Usaha Mikro, Kecil, dan Menengah (UMKM) merupakan leading sector dalam perekonomian Indonesia. UMKM Indonesia berkontribusi besar terhadap produk domestik bruto (PDB). Mereka menyumbang hingga Rp8.573,9 triliun (57,8 persen) ke PDB Indonesia yang pada 2018 mencapai Rp14.838,3 triliun.
Bahkan, UMKM kini mempekerjakan sekitar 117 juta (97 persen) dari total tenaga kerja Indonesia, dan menghadirkan 64 juta unit usaha, atau 99,99% dari total unit usaha di Indonesia.
Maka, dalam UU Cipta Kerja, UMKM kini mendapat perhatian khusus, kalau tidak bisa disebut prioritas. Ketentuan hukum dalam UU baru ini dirancang untuk membantu mengurai belitan persoalan laten di kalangan UMKM, seperti permodalan, kesulitan perizinan, pemasaran, basis data, dan akses terhadap proyek-proyek pemerintah.
Dalam konsideran “menimbang” pada UU Cipta Kerja itu disebutkan bahwa pemberian kemudahan, perlindungan, dan pemberdayaan UMKM diletakkan pada susunan terdepan bersama-sama dengan koperasi, baru kemudian disusul dengan peningkatan ekosistem investasi, dan percepatan proyek strategis nasional, termasuk peningkatan perlindungan dan kesejahteraan pekerja.
Ada bab khusus yang menjabarkan sejumlah kemudahan untuk UMKM. Bab V, misalnya, menjabarkan kemudahan, perlindungan, dan pemberdayaan yang diberikan terhadap UMKM dan koperasi.

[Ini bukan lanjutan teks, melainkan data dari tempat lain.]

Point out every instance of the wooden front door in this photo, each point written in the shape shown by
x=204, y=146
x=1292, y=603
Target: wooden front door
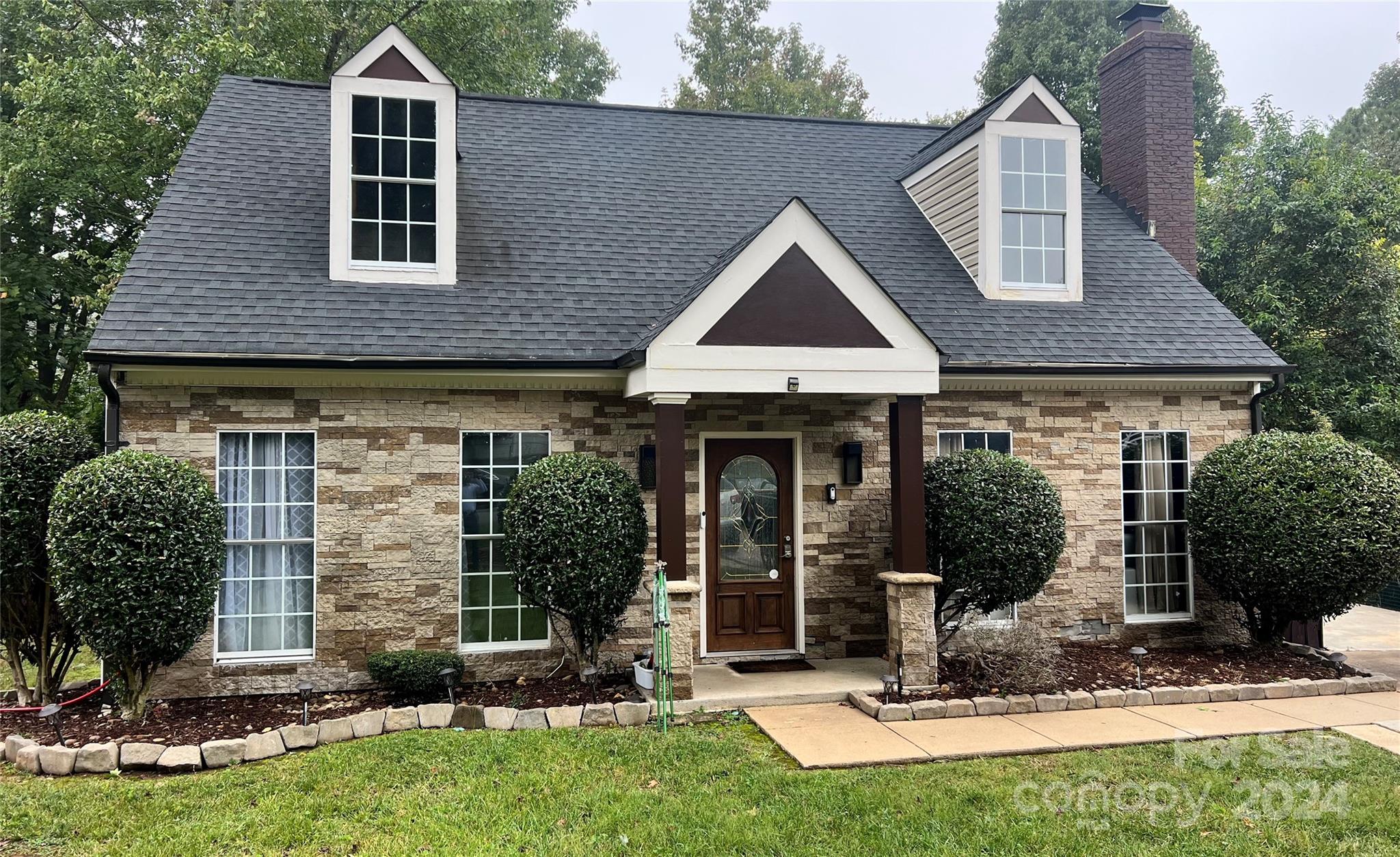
x=749, y=545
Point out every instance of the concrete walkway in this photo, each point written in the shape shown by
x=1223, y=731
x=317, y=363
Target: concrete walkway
x=835, y=735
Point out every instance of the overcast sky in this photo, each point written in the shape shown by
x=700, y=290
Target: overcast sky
x=920, y=57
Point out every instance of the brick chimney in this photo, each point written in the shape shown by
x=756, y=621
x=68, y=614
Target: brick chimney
x=1147, y=118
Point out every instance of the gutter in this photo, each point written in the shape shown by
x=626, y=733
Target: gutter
x=1256, y=404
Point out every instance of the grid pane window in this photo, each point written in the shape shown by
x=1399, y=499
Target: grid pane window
x=956, y=441
x=492, y=612
x=267, y=600
x=394, y=181
x=1157, y=572
x=1034, y=209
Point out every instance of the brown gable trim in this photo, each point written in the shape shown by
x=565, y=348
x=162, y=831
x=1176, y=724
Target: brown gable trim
x=1034, y=109
x=392, y=65
x=794, y=304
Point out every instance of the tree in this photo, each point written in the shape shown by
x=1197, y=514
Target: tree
x=996, y=531
x=744, y=66
x=136, y=542
x=574, y=536
x=1374, y=125
x=1063, y=42
x=36, y=450
x=101, y=96
x=1298, y=239
x=1294, y=527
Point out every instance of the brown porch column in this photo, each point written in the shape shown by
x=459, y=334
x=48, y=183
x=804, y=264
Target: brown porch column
x=671, y=482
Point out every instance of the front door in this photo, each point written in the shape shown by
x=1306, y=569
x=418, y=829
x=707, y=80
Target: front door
x=749, y=545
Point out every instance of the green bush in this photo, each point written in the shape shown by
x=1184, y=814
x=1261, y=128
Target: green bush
x=36, y=450
x=137, y=548
x=1294, y=527
x=412, y=672
x=576, y=533
x=996, y=531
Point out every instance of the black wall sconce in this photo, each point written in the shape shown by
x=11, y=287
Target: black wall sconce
x=647, y=466
x=852, y=466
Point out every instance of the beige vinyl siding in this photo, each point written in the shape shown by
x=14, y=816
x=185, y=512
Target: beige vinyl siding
x=948, y=199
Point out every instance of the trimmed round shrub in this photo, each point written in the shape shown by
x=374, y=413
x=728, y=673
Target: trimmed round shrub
x=576, y=534
x=137, y=548
x=414, y=672
x=1294, y=527
x=996, y=531
x=36, y=450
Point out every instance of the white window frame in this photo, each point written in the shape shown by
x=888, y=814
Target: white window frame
x=461, y=544
x=1123, y=523
x=273, y=656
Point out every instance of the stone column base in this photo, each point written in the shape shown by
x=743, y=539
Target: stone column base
x=909, y=598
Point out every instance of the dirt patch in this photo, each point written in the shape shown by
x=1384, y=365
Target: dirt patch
x=1103, y=665
x=196, y=720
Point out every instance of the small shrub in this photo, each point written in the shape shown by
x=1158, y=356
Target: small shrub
x=137, y=548
x=412, y=672
x=37, y=449
x=576, y=533
x=1294, y=527
x=996, y=531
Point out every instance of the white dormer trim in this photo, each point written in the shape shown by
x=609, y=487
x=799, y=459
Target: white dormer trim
x=987, y=140
x=347, y=83
x=677, y=363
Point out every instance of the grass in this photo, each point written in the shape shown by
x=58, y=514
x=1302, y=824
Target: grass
x=714, y=789
x=85, y=667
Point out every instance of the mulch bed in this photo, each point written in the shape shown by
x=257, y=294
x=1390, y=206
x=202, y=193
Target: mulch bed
x=1103, y=665
x=196, y=720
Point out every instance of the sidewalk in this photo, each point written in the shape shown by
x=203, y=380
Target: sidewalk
x=835, y=735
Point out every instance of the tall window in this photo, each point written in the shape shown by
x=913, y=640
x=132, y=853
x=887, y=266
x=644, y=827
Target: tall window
x=493, y=616
x=1157, y=575
x=1032, y=212
x=267, y=601
x=394, y=181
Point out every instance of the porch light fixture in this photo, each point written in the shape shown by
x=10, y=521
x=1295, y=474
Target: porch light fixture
x=448, y=676
x=647, y=466
x=1337, y=660
x=51, y=713
x=304, y=692
x=853, y=468
x=1139, y=653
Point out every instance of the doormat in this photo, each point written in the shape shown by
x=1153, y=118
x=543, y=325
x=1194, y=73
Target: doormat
x=770, y=665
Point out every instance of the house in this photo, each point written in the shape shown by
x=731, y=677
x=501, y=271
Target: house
x=363, y=308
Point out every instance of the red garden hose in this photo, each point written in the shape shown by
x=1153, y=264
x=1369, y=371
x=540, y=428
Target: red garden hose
x=62, y=703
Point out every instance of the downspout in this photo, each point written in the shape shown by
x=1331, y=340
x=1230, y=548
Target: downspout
x=112, y=410
x=1256, y=405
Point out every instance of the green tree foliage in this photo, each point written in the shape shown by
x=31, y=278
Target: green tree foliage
x=574, y=536
x=100, y=96
x=36, y=450
x=996, y=531
x=1298, y=240
x=1294, y=527
x=136, y=544
x=741, y=65
x=1374, y=125
x=1062, y=44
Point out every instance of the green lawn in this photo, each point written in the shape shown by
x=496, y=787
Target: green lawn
x=714, y=789
x=85, y=667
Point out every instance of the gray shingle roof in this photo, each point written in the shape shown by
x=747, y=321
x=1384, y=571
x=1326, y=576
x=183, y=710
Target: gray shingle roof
x=581, y=226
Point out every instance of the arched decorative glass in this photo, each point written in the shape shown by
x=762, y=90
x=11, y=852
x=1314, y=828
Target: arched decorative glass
x=748, y=520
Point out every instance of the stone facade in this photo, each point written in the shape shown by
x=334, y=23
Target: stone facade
x=388, y=505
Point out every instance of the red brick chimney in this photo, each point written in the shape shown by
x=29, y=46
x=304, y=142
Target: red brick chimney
x=1147, y=118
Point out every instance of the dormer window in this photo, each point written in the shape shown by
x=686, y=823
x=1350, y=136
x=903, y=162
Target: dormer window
x=392, y=167
x=1032, y=213
x=394, y=181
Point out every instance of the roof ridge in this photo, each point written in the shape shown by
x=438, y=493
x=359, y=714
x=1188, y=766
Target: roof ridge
x=625, y=107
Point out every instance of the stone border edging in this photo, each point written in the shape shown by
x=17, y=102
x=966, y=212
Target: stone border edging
x=1073, y=700
x=57, y=761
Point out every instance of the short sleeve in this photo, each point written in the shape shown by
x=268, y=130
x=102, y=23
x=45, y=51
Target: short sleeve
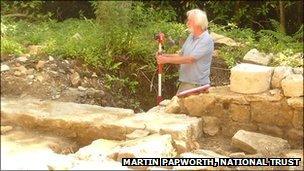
x=203, y=49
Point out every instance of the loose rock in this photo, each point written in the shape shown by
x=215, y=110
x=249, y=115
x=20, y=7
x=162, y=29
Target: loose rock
x=210, y=125
x=5, y=129
x=137, y=134
x=75, y=78
x=279, y=74
x=293, y=85
x=40, y=65
x=253, y=142
x=4, y=67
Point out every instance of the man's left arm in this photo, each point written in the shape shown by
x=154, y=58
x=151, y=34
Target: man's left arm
x=202, y=50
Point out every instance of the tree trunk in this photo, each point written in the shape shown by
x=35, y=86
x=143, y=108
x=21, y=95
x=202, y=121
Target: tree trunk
x=282, y=17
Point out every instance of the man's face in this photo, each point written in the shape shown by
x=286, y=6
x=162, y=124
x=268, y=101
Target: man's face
x=190, y=24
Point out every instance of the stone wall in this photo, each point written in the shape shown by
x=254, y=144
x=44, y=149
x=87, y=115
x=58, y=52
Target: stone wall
x=274, y=108
x=225, y=112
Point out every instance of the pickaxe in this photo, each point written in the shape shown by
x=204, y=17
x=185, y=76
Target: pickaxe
x=160, y=37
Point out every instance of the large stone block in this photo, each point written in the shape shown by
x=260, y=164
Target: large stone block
x=295, y=102
x=250, y=78
x=254, y=56
x=292, y=85
x=240, y=113
x=197, y=105
x=273, y=113
x=297, y=120
x=200, y=153
x=253, y=142
x=173, y=106
x=279, y=73
x=211, y=125
x=86, y=123
x=143, y=147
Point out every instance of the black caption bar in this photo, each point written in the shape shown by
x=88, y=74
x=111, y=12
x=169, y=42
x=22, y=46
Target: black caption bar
x=211, y=162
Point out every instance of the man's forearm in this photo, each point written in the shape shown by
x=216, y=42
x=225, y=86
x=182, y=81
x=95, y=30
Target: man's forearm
x=171, y=55
x=177, y=59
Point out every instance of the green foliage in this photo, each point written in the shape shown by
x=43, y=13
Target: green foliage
x=9, y=46
x=121, y=42
x=28, y=10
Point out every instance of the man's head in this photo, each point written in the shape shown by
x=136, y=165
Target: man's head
x=196, y=20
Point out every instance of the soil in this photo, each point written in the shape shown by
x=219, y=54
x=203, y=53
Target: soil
x=53, y=81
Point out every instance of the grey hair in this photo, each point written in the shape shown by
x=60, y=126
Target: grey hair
x=200, y=17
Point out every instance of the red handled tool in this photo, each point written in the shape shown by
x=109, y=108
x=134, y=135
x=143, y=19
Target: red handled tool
x=160, y=37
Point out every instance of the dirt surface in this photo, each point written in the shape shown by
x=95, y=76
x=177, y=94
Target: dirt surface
x=71, y=80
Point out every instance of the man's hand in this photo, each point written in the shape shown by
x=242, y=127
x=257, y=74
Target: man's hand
x=161, y=59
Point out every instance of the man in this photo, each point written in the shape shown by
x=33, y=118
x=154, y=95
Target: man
x=196, y=54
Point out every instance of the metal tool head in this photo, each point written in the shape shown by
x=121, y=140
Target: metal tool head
x=160, y=37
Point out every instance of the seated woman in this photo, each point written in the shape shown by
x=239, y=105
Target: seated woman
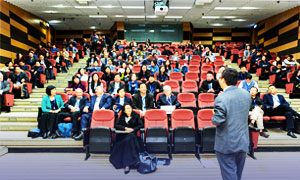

Khusus bagi UMKM normanya membentang dari Pasal 87 hingga Pasal 104. Bab V ada 17 pasal sebagai karpet merah untuk UMKM. Selain itu sejumlah kemudahan lainnya juga terdapat pada pasal tentang Jaminan Produk Halal, Perseroan Terbatas, Ketenagakerjaan, dan lain-lain.
Perhatian terhadap UMKM di mulai dengan mengubah Pasal 6 UU nomor 20 tahun 2008 tentang UMKM yang mengatur kriteria. Dalam ketentuan lama, kriteria UMKM hanya memuat kekayaan bersih. Sedangkan Undang-undang (UU) Omnibus Law Cipta Kerja mengubah sejumlah ketentuan mengenai Usaha Mikro, Kecil, dan Menengah (UMKM) yang ada di UU 20/2008 tentang UMKM.
Salah satunya terlihat dalam di 87 butir (1) yang memperbarui ketentuan sebelumnya dengan memuat kriteria UMKM yang terkait modal usaha, omzet, indikator kekayaan bersih, hasil penjualan tahunan, atau nilai investasi. Selanjutnya, kriteria UMKM bisa memuat insentif dan disinsentif, penerapan teknologi ramah lingkungan, kandungan lokal, atau jumlah tenaga kerja sesuai dengan kriteria setiap sektor usaha.
Sebagai perbandingan, dalam UU tentang UMKM sebelumnya, pemerintah merincikan kriteria UMKM. Detailnya, usaha mikro memiliki kekayaan bersih paling banyak Rp50 juta, tidak termasuk tanah dan bangunan tempat usaha, atau memiliki hasil penjualan tahunan paling banyak Rp300 juta. Selanjutnya, kriteria usaha kecil adalah memiliki kekayaan bersih lebih dari Rp50 juta sampai Rp500 juta tidak termasuk tanah dan bangunan tempat usaha, atau memiliki hasil penjualan tahunan lebih dari Rp300 juta hingga Rp2,5 miliar.
Sedangkan, kriteria usaha menengah memiliki kekayaan bersih lebih dari Rp500 juta hingga Rp10 miliar tidak termasuk tanah dan bangunan tempat usaha, atau memiliki hasil penjualan tahunan lebih dari Rp2,5 miliar hingga Rp50 miliar.
Perluasan kriteria ini diharapkan makin banyak unit usaha yang bisa dikategorikan sebagai UMKM, dan dengan demikian urusan perizinannya dipermudah.